Running any of these commands will affect any ML jobs that are running and will cause undefined behaviour. Therefore Poplar workloads should NOT be running when performing these tests.

Troubleshooting

This section contains useful information about what to do if you encounter problems while installing and testing the rack. If you can’t find the answer to your query here and are still experiencing problems, then contact your Graphcore representative or use the resources on the Graphcore support portal: https://www.graphcore.ai/support.

$ ./rack_tool.py BIST

This test will generate a very low-level hardware verification report/log that will need to be analyzed by Graphcore support if any errors are reported. The logs are located at ./maintenance_tools/logs relative to the current directory from which the command is executed.

  • The command “Done BIST on …” if the test is successful.

  • The command “Failed BIST on …” if the test fails.

  • The command will point to the log name generated in both cases.

Warning

Running this command will affect any ML jobs that are running and will cause undefined behaviour. Therefore Poplar workloads should NOT be running when performing this test.

V-IPU cluster tests

The cluster tests check that the cables are properly inserted, that the cabling is correct with respect to the expected topology, and perform traffic tests on the links in the topology.

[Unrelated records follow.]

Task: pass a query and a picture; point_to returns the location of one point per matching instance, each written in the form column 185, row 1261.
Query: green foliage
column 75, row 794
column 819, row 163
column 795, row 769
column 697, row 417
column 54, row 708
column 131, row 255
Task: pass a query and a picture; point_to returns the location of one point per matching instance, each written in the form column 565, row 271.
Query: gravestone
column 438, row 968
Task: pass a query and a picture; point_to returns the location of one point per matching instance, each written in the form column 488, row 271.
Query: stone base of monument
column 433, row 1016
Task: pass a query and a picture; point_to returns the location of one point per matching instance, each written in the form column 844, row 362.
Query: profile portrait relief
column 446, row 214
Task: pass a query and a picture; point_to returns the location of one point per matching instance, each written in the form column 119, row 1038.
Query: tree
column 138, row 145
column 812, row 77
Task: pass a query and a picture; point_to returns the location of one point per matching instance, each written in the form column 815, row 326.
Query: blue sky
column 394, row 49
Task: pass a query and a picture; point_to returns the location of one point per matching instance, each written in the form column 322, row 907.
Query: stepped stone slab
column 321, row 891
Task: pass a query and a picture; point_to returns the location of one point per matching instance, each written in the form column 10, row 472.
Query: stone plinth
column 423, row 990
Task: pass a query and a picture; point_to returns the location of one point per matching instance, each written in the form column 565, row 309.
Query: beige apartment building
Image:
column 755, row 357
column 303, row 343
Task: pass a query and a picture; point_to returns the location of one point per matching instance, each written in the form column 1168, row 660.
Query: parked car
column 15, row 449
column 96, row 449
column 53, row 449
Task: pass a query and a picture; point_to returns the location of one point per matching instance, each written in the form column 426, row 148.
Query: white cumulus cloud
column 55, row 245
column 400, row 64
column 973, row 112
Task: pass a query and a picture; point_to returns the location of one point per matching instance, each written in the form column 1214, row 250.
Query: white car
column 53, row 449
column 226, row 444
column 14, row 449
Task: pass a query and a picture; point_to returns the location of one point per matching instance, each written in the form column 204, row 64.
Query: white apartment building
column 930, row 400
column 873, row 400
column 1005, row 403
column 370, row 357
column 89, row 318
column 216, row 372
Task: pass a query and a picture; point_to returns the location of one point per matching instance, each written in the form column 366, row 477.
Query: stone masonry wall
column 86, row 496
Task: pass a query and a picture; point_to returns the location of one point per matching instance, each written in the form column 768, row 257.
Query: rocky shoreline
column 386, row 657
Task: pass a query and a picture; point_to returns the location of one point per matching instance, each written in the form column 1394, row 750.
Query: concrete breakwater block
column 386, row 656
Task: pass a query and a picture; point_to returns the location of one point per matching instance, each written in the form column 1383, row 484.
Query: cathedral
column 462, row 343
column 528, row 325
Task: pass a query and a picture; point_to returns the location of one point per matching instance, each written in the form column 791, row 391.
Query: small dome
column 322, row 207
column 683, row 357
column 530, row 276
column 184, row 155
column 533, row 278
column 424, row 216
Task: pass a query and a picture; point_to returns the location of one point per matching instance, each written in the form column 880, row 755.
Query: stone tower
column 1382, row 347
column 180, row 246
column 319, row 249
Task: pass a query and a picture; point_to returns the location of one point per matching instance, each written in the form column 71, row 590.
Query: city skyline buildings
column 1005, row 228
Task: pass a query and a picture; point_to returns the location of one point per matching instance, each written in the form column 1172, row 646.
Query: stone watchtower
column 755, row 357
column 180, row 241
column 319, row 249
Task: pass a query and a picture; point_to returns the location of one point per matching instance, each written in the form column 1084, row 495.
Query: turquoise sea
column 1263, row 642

V-IPU-based cluster tests are only supported as an integral test step when running the IPU-POD DA install script. If this install script is run again the previous configuration input will be retained and the script will allow a new cluster test to be executed.

Warning

Running these tests will affect any ML jobs that are running and will cause undefined behaviour. Therefore Poplar workloads should NOT be running when performing these tests.